足立康史君 日本維新の会の足立康史です。

 私は、党を代表し、ただいま議題となりました岸田内閣不信任決議案について、反対の立場から討論します。(拍手)

 ただいま自民党の皆様から拍手を頂戴しましたが、毎度申し上げているように、不信任に反対だからといって、内閣を積極的に信任するわけではありません。少数派である万年野党が内閣不信任決議案を提出し、多数派である万年与党が粛々と否決する、そうした一連のお芝居に何の意味も見出すことができない、そうした茶番、猿芝居に異議を申し立てるという意味で、青票、つまり反対票を投じるものであります。

 私は、今、会期末恒例の不信任騒動を猿芝居と表現しましたが、意味のない不信任決議案を提出して仕事をした気になっている立憲民主党を猿に例えてしまうと、岸田総理を鬼とか犬に例えたれいわ新選組の大石さんと同じになってしまいます。与党と野党はまさに犬猿の仲でありますから、その党首を犬と猿に例えるのは、それはそれで整合的ではありますが、むしろ、日本の実際の国会の現状は、キツネとタヌキ、キツネとタヌキの化かし合いと呼ぶのがふさわしい、惨たんたる状況にあると断じざるを得ません。

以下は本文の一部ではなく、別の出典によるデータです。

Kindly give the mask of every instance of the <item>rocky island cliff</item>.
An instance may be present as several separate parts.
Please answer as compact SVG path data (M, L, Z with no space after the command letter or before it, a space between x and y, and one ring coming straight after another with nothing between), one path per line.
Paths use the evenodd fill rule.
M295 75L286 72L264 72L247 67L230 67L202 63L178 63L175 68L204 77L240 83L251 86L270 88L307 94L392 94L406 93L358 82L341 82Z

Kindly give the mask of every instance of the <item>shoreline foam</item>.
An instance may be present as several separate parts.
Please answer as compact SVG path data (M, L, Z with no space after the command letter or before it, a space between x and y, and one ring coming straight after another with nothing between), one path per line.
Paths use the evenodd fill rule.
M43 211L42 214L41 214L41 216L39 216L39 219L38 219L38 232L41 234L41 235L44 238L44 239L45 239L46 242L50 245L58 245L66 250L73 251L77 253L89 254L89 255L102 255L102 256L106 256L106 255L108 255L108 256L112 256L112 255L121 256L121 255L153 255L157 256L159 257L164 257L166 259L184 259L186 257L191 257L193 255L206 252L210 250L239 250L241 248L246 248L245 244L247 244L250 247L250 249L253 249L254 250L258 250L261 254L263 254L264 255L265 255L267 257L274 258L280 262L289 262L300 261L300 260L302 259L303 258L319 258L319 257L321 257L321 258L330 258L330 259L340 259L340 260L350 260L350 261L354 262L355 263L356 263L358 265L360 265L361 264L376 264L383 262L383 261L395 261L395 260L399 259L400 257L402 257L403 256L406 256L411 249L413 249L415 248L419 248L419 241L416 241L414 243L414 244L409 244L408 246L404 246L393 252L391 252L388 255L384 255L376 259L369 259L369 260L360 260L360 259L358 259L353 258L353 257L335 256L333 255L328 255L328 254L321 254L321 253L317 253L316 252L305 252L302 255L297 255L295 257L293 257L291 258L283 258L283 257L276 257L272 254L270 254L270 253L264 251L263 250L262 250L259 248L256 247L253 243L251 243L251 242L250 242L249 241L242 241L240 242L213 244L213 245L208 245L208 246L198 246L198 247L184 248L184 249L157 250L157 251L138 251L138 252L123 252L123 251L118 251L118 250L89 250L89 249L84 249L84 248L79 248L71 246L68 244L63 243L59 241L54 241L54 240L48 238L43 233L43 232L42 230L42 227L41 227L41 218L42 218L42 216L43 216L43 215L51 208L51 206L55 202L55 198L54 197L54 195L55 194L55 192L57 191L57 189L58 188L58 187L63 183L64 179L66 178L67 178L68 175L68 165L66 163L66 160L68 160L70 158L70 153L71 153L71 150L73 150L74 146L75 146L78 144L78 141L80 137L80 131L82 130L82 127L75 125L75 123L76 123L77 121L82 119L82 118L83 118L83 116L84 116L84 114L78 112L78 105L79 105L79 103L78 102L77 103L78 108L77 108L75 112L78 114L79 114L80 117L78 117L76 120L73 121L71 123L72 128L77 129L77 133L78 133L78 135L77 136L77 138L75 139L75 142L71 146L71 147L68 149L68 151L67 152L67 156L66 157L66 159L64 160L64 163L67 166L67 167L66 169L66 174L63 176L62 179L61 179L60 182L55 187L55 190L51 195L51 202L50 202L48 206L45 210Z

 そもそも、内閣不信任決議案というものは、いわば国会審議における最終兵器であります。今、ロシアによるウクライナ侵略を背景に、安全保障に係る世界の秩序が激変をしていますが、最終兵器は、使ってしまえば終わりであります。

 私は、三年前の令和元年六月にも、立憲民主党始め万年野党たちが提出した安倍内閣不信任決議案に対し、この本会議場で反対討論を行いました。当時の不信任決議案提出会派は、立憲民主党始め五会派でした。昨年六月、菅内閣不信任決議案の提出会派は三会派でした。そして、本日の岸田内閣不信任決議案の提出に当たって、立憲民主党はあの共産党にも見放され、とうとう立憲民主党会派単独の提出となってしまいました。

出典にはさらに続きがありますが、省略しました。